Before starting treatment with Furosemide, it is necessary to exclude the presence of sharply expressed violations of urine outflow, including unilateral ones. Patients with a partial violation of the outflow of urine need careful observation, especially at the beginning of treatment with furosemide.
During treatment with furosemide, regular monitoring of serum concentrations of sodium, potassium and creatinine is usually required, especially careful monitoring should be carried out in patients with a high risk of developing water-electrolyte imbalance in cases of additional fluid and electrolyte loss (for example, due to vomiting, diarrhea or intense sweating).
Before and during treatment with Furosemide, it is necessary to control and, in case of occurrence, eliminate hypovolemia or dehydration, as well as clinically significant disorders of water-electrolyte and / or acid-base status, which may require a short-term discontinuation of treatment with Furosemide.

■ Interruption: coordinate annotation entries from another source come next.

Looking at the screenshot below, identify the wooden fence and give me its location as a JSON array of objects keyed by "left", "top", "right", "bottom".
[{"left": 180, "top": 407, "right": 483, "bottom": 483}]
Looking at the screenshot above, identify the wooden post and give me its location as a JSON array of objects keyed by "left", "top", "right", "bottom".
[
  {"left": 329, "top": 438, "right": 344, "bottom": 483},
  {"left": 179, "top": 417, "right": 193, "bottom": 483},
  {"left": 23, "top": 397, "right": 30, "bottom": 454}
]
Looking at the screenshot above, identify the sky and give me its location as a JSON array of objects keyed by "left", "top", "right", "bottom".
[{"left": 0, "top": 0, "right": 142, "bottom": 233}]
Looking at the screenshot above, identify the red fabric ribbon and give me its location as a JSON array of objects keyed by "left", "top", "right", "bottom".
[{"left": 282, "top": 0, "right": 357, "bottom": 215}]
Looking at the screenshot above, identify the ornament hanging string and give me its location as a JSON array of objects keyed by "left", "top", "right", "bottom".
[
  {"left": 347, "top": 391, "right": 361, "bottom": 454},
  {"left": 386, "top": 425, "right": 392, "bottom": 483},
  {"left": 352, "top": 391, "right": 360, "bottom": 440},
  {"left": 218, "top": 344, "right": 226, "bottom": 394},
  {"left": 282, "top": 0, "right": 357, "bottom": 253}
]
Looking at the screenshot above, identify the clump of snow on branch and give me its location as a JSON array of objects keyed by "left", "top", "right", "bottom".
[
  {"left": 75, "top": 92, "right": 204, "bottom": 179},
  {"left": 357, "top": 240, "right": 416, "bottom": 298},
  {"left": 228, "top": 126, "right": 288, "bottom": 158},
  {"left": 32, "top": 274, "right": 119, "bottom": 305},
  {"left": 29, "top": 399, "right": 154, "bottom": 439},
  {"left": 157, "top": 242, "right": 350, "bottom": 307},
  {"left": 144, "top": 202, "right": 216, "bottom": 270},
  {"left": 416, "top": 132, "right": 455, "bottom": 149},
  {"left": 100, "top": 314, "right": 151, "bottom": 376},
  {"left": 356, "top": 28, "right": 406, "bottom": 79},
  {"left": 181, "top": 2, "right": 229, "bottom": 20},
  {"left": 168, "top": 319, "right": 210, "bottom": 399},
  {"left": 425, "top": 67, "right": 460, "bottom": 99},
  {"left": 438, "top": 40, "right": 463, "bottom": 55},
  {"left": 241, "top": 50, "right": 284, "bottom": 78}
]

When treating with Furosemide, it is always advisable to eat foods rich in potassium (lean meat, potatoes, bananas, tomatoes, cauliflower, spinach, dried fruits, etc.). In some cases, it may be shown taking potassium supplements or prescribing potassium-sparing drugs.
Some side effects (for example, a significant reduction in blood pressure and the accompanying symptoms) can impair the ability to concentrate and reduce psychomotor reactions, which can be dangerous when driving or working with mechanisms. This applies particularly to the period of initiation of treatment or increasing the dose of the drug, as well as to the cases of simultaneous administration of antihypertensive drugs or ethanol.